New book tells shameful story of Diego Garcia


27-June-2009

                         Yesterday’s book launch

The event was hosted by the Liaison Unit of Non-Governmental Organisations of Seychelles (Lungos) at its office in Victoria.
Island of Shame: the Secret History of the US Military Base on Diego Garcia was written by David Vine and presents the history of the Chagos archipelago, the first settlement in Chagos and how the Chagossians were eventually betrayed.

It is the first major book to reveal the truth of how the United States conspired with the British to remove the natives of Diego Garcia from their homeland in the late 1960s and early 1970s and deport them to Seychelles and Mauritius.

Mr Vine also describes the people’s dramatic, unfolding story in their struggle to survive in the countries they were sent to and their fight to regain possession of their land.

A copy of the book was presented to Jerry Morel, a member of the Chagos Social Committee, in the presence of its chairman Pierre Prosper and other members.
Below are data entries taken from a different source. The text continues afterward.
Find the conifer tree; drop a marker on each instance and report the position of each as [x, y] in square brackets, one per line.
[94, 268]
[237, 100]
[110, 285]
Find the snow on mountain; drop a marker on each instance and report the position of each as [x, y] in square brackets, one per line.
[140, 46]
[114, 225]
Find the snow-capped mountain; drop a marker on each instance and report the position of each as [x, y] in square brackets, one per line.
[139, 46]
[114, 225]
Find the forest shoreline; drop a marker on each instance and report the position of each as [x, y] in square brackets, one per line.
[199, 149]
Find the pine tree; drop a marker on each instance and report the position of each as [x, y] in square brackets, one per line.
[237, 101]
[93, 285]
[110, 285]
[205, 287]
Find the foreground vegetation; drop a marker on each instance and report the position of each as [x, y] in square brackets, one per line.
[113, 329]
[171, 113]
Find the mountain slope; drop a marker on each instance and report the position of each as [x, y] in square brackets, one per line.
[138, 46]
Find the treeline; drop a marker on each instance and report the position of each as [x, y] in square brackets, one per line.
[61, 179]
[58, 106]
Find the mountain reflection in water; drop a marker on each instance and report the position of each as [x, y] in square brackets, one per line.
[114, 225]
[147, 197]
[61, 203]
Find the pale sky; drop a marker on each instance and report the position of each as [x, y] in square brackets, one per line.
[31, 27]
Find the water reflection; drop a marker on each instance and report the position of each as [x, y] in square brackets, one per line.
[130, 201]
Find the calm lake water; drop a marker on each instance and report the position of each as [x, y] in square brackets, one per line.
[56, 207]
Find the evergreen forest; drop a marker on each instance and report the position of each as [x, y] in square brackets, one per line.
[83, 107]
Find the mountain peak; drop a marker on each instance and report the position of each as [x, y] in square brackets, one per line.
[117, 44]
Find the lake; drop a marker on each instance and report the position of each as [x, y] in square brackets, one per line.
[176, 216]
Also represented were the Good Governance Commission, the Constitutional Review Committee and the Centre for Rights and Development.
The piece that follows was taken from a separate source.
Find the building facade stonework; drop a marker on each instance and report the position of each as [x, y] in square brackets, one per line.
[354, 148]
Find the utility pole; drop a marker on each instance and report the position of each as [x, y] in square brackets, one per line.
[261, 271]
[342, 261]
Those present raised concerns, asked questions and shared views during the short ceremony about the Chagossians and their struggles.

They heard that the Chagossians who were sent to Seychelles were left on the dock without any means of survival. Those who had relations in the country received help, while others were taken to live in the old prison at Union Vale.

Through the years, many of them continued to experience difficult conditions while being unsure of their legal status in the country.

Unlike those sent to Mauritius, the Seychelles Chagossians did not receive any compensation, and it is one of the Chagos committee’s priorities to find the reasons why they were not included in the payments.

Despite their difficulties, Chagossians in both countries have been active in pushing their case. They won three law suits in the British High Court but finally failed in the House of Lords, after an appeal by the British government, in October 2008.

Mr Vine, an assistant professor of anthropology at the American University in Washington DC, said he will soon write an article on the Chagossians living in Seychelles.

He thanked all those who had helped him with his work and those who are now helping the islanders.
He said he was originally asked by lawyers for the Chagossians to carry out research but then saw the opportunity to broaden the idea and help the people in their struggles by writing the book.

Island of Shame will be on sale soon at the Antigone bookshop in Victoria.